Something similar seems to be happening in CMS. A memo about the first-quarter grades says CMS stopped giving any grades below 50%, reduced penalties for late work and created second-quarter opportunities for students to bring up first-quarter grades.

During second quarter, Lake Norman Charter students started attending school in person two days a week. The other three they learned from home -- not with a teacher on Zoom, but using online lessons at their own pace.

Schroth says the results were mixed. His older, more advanced students generally did better under the hybrid model. So did the kids who were failing first quarter -- for them, two days with a teacher was better than nothing.

But some of his freshmen who had done OK with all-remote the quarter before didn’t seem to benefit from the switch.

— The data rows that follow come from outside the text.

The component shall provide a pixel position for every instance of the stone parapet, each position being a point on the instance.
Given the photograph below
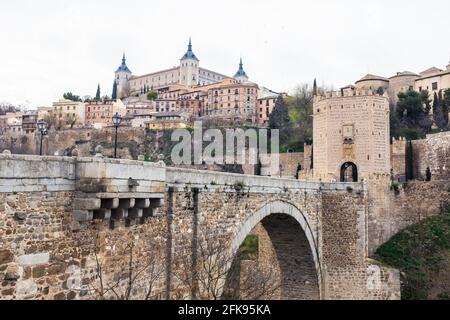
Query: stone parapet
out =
(199, 179)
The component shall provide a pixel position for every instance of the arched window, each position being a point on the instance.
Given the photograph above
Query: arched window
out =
(349, 172)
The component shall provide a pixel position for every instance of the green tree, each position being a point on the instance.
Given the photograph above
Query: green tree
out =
(425, 97)
(97, 95)
(410, 117)
(410, 105)
(446, 107)
(437, 111)
(152, 95)
(114, 93)
(70, 96)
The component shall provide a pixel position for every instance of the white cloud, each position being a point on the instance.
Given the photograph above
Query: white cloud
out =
(53, 46)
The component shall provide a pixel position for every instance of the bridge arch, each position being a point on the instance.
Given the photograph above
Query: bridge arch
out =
(286, 215)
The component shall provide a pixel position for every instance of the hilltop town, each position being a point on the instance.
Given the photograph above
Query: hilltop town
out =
(361, 164)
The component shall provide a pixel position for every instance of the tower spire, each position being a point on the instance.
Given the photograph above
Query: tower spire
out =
(241, 76)
(189, 54)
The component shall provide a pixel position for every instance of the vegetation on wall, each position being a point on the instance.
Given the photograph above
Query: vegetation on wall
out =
(417, 112)
(420, 252)
(292, 115)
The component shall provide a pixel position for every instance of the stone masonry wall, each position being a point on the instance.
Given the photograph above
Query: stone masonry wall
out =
(392, 211)
(47, 252)
(433, 152)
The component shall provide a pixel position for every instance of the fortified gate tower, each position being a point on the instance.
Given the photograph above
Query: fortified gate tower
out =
(351, 135)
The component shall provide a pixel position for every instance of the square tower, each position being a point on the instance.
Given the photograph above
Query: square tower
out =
(351, 135)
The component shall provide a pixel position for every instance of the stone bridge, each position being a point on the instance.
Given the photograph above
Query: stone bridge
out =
(60, 216)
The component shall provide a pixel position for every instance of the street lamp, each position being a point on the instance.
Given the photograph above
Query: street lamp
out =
(43, 128)
(117, 119)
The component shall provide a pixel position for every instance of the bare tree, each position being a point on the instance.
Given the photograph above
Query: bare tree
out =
(134, 280)
(205, 273)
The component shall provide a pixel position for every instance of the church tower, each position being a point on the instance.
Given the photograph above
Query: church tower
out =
(122, 75)
(189, 68)
(241, 76)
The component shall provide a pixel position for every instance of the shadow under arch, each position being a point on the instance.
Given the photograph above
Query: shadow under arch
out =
(278, 209)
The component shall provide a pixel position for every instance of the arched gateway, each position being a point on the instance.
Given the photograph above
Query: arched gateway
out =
(289, 246)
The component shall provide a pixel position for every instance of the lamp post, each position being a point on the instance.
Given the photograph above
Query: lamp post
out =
(43, 128)
(117, 119)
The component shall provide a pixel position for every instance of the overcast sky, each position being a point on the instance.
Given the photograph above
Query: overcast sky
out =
(49, 47)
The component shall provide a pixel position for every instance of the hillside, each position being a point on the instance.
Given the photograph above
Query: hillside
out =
(422, 254)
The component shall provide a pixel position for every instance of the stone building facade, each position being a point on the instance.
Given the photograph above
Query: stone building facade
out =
(99, 113)
(401, 82)
(69, 114)
(351, 135)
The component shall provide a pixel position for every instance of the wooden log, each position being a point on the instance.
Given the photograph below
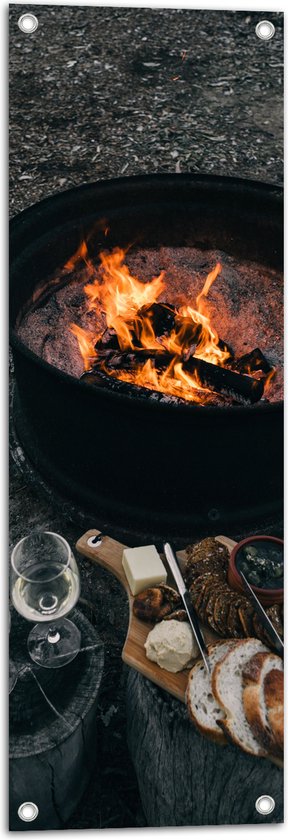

"I think the hybrid might be not as good for them," he said. "I saw grades were lower with the hybrid learning because they didn’t get that daily interaction with their teacher."

In other words, for some students, five consistent days of talking to a teacher online worked better than two days face-to-face.

Paris Wicklin, a guidance counselor at Lincoln Charter School, says there’s a perception that today’s teens are digital natives who can thrive with computer connections. But she says many of her 11th and 12th graders are anxious, disorganized and unmotivated when they can’t see their friends and teachers face to face. When their grades fall, she says, some of them give up.

Wicklin says some of them seem to think, "All right, if I get so far behind, well, I don’t even need to catch up.”

She says Lincoln Charter has a list of students with at least one F, and faculty have been connecting to see how they can help.

Home Support Is Vital

The CMS plan includes regular conferences with parents of students who are failing. Counselors there offer to help parents use the digital platforms their children work on.

At Lake Norman Charter, Schroth says the difference between success and failure is often an adult at home who can step in -- a task some families find overwhelming as COVID-19 puts strains on their lives, too.

"This year more than ever, it really took the home support -- from the parents or maybe an older brother or sister, uncles, you know, anybody that was at home to help the kids with their school work," he said.

Schroth says everything is harder during the pandemic -- for kids, teachers and parents. But he suggests people don’t get too worked up about grades. The students are still learning, he says, and there are life lessons that don’t show up on report cards.